Unable to sustain the weight of distributing up to 140 bags of groceries once a month, the St. Andrew’s Anglican Church food bank is still offering a monthly service - but as a sit down called the Ione Coffee Stop.

With the next day coming up on Tuesday, Rev. Neil Eliot is asking for anyone in the community with a bountiful garden, to consider donating extra produce and fruit to the cause.

“Local grocery stores are very generous with bread,” says Rev. Eliot. “We are hoping in the summer as people’s gardens start ripening that they will give to the coffee stop, or the other Trail food banks in the United Church and the Salvation Army.”

St. Andrew’s has welcomed hundreds of people since changing the food bank format in March. The service, located off Eldorado Street in Ione Hall, is vital for so much more than simply a meal and hot drink.

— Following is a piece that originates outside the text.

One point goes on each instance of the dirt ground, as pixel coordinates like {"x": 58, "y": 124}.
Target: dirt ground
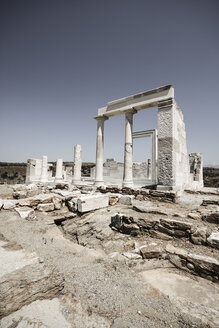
{"x": 99, "y": 286}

Patrons socialize with each other, the dedicated community volunteers, and they have the option of connecting with a social worker at the site.

“What we have found is that about 80 people are coming for coffee, buns, sometimes a hot dog or sandwich,” Eliot explained. “They need food, but they also need to be part of a community where they are respected as a person , not as a ‘client’.”

Fresh food donations can be dropped of at the Ione Hall entrance on Tuesday between 9 a.m. and 10 a.m. For more information or to contribute to the program, contact Eliot at 250.368.5581.

The country’s most recent statistics from Food Banks Canada show more than 850,000 Canadian access food banks monthly, and 100,000 of those patrons live in British Columbia.

Trail’s growing number of food bank patrons mirror the rest of the country’s 26 per cent increase in food bank usage since 2008.